ニノチカ

NLT(市民劇場213)
98/06/08 金沢市文化ホール
メルヒオール・レンゲル作/黒田絵美子訳/飯沢匡演出
黒柳徹子/団時朗/川端槙二/川島一平/平松慎吾/真弓田一平/木村有里/目黒幸子/若菜一義

●喜劇は役者次第
黒柳徹子さんといえば前回の『喜劇キュリー夫人』での終演後のあいさつの印象が(作品そのものについてよりも)強かった。作品については、黒柳さんの印象が突出していて、ストーリーの印象が薄くなってしまった。それに比べると今回の『ニノチカ』は、作品自体を楽しむことができた。会場の反応も(主婦の方を中心に)とても良かったようだ。(ただ、私自身の中での印象では、観た直後に比べると、評価が下がってきているような気がします。軽い喜劇の宿命?)。恐らく、記念グッズの売り上げも伸びたのではないだろうか?(あの強引さは、この不況の中、見習うところが多いかもしれません。会員勧誘にも役立つ?)

今回の作品が楽しめたのは、黒柳さんの相手役の団さん(帰って来たウルトラマン?)が役にはまったいたことに尽きると思う。黒柳さんもいつもどおり非常に強い個性を発揮していたが、それを受けて、逆に包み込むような演技をしていたのは見事だった。発声が魅力的で、キザなセリフも全然浮いて聞こえず、非常に自然な演技だった。翻訳ものが面白いかどうかはこういう、西洋人らしいかっこう良さを自然に持った役者がいるかどうかにかかっていると思う。『気になるルイーズ』に出ていた津嘉山正種さん(洋画の二枚目役の声をよくやっている人ですね)以来の巧さだったと思う。その他の役者さんも、いかにも脇役という趣きのマルクス・ブラザーズ的な三人をはじめ、持ち味を出していた。

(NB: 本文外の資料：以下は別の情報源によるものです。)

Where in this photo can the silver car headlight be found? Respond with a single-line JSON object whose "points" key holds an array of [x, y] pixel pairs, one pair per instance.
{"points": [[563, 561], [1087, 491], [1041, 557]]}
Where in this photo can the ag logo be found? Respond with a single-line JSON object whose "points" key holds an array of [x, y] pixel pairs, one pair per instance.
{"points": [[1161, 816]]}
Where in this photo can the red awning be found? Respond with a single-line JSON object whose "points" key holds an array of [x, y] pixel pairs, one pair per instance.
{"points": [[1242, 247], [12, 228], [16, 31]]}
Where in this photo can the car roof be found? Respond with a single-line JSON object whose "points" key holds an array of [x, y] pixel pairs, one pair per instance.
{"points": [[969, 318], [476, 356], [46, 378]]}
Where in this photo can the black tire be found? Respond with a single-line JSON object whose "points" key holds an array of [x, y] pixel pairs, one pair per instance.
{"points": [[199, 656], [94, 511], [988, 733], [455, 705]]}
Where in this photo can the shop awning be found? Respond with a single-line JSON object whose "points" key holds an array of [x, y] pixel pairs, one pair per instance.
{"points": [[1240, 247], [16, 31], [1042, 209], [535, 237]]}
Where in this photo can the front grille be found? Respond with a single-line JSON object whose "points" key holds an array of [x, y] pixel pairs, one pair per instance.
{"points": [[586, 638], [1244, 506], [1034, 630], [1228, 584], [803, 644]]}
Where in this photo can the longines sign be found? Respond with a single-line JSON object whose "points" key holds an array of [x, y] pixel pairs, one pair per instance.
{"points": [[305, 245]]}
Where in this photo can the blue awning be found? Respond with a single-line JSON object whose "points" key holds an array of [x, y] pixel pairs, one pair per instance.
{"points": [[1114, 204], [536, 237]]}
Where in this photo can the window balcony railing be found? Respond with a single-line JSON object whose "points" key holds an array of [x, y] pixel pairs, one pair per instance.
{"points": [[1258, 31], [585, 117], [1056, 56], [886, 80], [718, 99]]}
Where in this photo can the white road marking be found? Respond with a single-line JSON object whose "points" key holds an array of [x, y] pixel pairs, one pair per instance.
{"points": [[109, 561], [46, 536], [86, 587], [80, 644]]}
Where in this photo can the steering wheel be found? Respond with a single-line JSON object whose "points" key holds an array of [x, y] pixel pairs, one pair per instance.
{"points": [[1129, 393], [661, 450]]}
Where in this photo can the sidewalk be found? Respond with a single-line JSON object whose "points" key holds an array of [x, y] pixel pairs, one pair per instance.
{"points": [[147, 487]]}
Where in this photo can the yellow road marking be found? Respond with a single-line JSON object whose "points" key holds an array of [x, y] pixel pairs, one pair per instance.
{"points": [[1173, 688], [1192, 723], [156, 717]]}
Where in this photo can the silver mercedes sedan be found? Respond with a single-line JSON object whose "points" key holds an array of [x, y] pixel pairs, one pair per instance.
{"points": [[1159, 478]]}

『ニノチカ』は、グレタ・ガルボの主演した太古の映画で有名だが、これに比べるとかなりドタバタした印象を受けた。しかし、黒柳さんが演じるとしたらこれしかなかったと思う。そういう意味ではハマリ役だった。昔のモノクロ映画によくあるソフト・フォーカスのロマンティックな雰囲気を出すのは、さすがに無理があるので、そうなりそうな場面になるとうまく喜劇的雰囲気に切り替えていた。その切り替えの機転の見事さは、テレビの司会などで培われた才能というか天性のものだと思った。まさにコメディエンヌである。

「本国の状況が変った」という終わり方は、やや説明不足で(ロシアとはそういう国だという常識があるのかもしれませんが)、ご都合主義のように思えたが、その辺は深く考えず、芸達者な役者たちが同じ場面で繰り広げる密室喜劇として観れば、大変楽しめた。いずれにしても、この作品は、黒柳さんと団さんでなければ考えられない作品だった。改めて、喜劇は役者次第だと痛感した。